When authenticating using bg_auth() / gargle::token_fetch(), the google redirect url expects to redirect the browser to a new port on localhost. However, when using a managed service such as GCP AI Platform Notebooks the localhost redirect means you end up at the wrong location.

Expected behavior: bq_auth() should have an option to authenticate with Google using just the command line.

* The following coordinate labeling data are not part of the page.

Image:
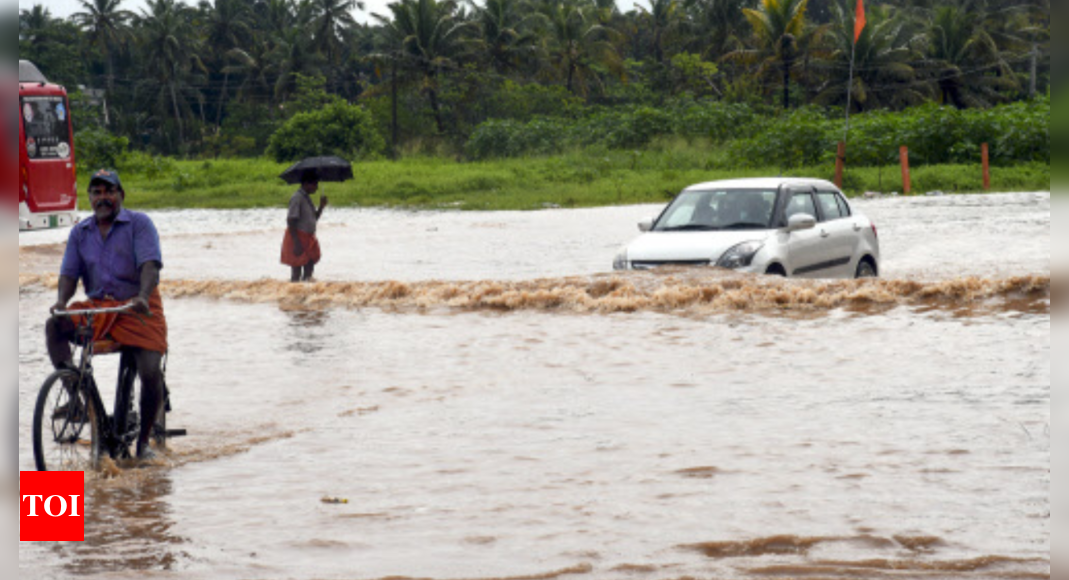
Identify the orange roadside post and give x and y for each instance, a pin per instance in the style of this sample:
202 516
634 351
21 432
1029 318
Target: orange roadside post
985 154
907 185
840 160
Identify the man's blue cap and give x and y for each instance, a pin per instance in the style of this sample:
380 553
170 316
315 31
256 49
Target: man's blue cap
106 176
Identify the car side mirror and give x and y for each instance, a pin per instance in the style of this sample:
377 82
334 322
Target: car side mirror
801 221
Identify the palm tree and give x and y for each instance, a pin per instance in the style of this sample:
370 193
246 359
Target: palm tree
576 43
884 55
35 25
969 66
331 19
779 28
427 36
504 36
717 26
228 25
105 24
293 55
663 17
170 52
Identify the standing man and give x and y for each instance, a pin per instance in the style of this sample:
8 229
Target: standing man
300 248
118 259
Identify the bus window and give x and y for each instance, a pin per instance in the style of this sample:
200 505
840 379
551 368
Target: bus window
47 124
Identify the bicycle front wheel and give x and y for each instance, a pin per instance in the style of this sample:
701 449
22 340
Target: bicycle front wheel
67 433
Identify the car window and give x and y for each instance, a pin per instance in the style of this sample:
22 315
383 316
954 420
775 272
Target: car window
722 209
683 212
843 206
801 203
830 203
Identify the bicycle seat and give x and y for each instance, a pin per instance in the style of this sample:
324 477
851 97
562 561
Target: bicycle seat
106 347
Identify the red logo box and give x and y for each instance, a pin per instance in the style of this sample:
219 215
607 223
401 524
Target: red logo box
52 506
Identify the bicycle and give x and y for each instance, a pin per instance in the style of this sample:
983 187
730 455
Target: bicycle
72 429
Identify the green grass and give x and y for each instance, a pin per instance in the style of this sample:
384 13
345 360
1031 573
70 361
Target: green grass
585 178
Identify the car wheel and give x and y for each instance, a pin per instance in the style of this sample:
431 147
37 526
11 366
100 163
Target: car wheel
865 269
776 269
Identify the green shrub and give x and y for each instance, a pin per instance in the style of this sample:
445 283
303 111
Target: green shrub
339 128
97 149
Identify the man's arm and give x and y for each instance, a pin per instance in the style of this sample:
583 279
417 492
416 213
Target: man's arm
67 287
150 280
323 205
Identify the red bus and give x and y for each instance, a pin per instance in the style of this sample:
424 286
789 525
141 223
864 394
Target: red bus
47 191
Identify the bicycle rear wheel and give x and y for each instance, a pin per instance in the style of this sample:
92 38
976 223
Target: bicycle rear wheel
67 434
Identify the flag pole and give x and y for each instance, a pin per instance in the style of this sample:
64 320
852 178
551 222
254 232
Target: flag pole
850 92
860 22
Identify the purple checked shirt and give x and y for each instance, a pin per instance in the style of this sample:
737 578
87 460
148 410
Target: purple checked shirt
109 267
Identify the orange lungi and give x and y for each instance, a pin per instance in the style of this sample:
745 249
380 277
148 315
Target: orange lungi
312 252
128 329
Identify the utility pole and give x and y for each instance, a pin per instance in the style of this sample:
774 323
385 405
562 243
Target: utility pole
393 81
1035 69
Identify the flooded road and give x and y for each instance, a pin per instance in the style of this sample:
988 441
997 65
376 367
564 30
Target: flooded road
646 426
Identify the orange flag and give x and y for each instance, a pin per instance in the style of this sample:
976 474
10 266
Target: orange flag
860 21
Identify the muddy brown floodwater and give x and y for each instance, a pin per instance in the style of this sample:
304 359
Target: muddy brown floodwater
484 400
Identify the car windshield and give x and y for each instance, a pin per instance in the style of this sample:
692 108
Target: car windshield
718 209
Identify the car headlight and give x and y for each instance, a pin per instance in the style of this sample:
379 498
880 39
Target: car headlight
741 255
620 262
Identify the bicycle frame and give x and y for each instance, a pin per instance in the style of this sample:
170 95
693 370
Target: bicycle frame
118 436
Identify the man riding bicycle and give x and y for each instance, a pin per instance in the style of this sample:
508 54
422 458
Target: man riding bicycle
118 257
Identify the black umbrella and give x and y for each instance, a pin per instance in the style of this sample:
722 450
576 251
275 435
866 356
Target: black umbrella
328 169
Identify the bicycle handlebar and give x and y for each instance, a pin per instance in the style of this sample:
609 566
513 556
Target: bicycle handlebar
93 312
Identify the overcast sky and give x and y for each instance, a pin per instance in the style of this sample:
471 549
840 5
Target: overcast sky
62 9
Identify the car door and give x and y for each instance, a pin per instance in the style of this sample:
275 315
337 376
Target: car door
806 252
841 240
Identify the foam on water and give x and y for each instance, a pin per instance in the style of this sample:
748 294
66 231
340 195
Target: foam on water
676 293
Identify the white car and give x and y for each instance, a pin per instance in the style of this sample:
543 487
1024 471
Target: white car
781 226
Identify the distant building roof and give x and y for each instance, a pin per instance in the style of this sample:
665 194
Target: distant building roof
29 73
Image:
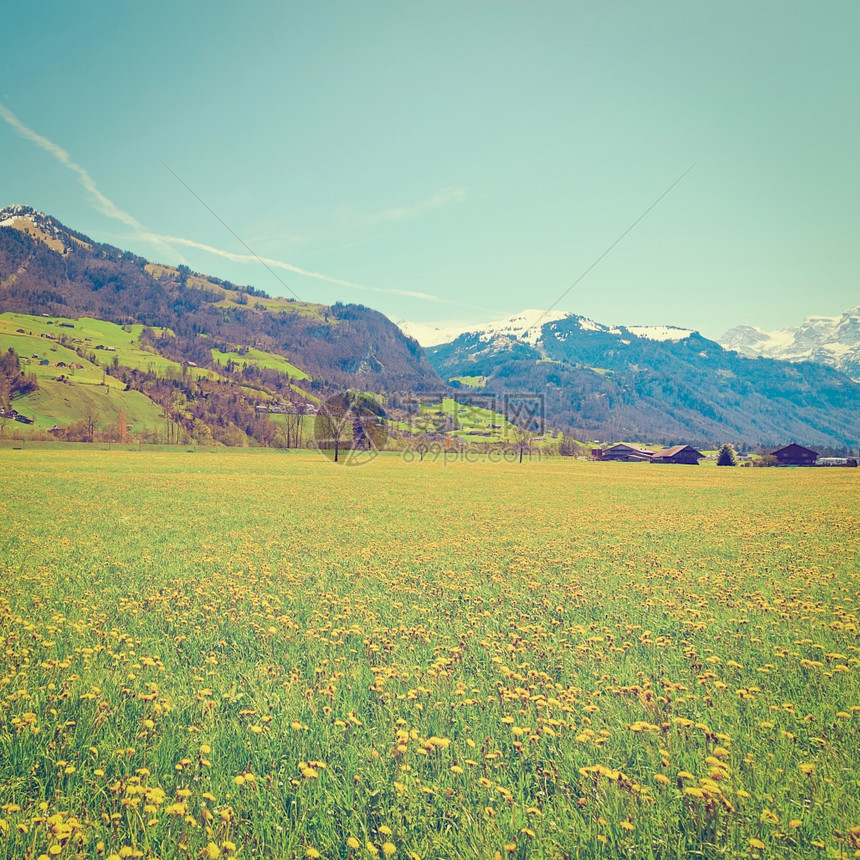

I suspect there's a bug in gargle's authentication code that prevents it from detecting when it should use the offline auth method. For example, if you run 'gcloud auth login' on your local dev box, the authentication url generated will have redirect_uri set to a port on localhost. But the same command on GCP AI Platform Notebooks will instead set redirect_uri to urn:ietf:wg:oauth:2.0:oob. The auth url for the latter option will result in you getting a string to copy/paste into your command line to complete the authentication process without having to access a second port.

Repro steps:

  1. In the GCP console go to AI Platform -> Notebooks -> New Instance -> R 3.x.x -> Create
  2. Wait for the notebook to be created and then click "OPEN JUPYTERLAB"
  3. Run the following commands to install and load bigrquery:
install.packages("httpuv")
install.packages("gargle")
install.packages("bigrquery")
library(httpuv)
library(gargle)
library(bigrquery)
  1. Try to authenticate yourself:
    bq_auth(email="[email protected]")

  2. The authentication hangs forever. Even if you copy/paste the resulting url, the redirect will fail since the 'localhost' is on a VM running in GCP, not your local box

Warning message in file(txt):
“'raw = FALSE' but '/home/jupyter/.config/gcloud' is not a regular file”Warning message in open.connection(con, "rb"):
“cannot open file '/home/jupyter/.config/gcloud': it is a directory”Waiting for authentication in browser...
Press Esc/Ctrl + C to abort
Please point your browser to the following url: 
https://accounts.google.com/o/oauth2/auth?client_id=603366585132-0l3n5tr582q443rnomebdeeo0156b2bc.apps.googleusercontent.com&scope=https%3A%2F%2Fwww.googleapis.com%2Fauth%2Fbigquery%20https%3A%2F%2Fwww.googleapis.com%2Fauth%2Fcloud-platform%20https%3A%2F%2Fwww.googleapis.com%2Fauth%2Fuserinfo.email&redirect_uri=http%3A%2F%2Flocalhost%3A1410%2F&response_type=code&state=pzQAF2AlxL&login_hint=zainr%40google.com
  1. The above steps will fail even if you try to authenticate from within JupyterLab's terminal

I suspect that this is the login flow you want to follow: https://developers.google.com/identity/protocols/OAuth2ForDevices

Though it's possible that I simply haven't understood how the library is supposed to be used in this scenario.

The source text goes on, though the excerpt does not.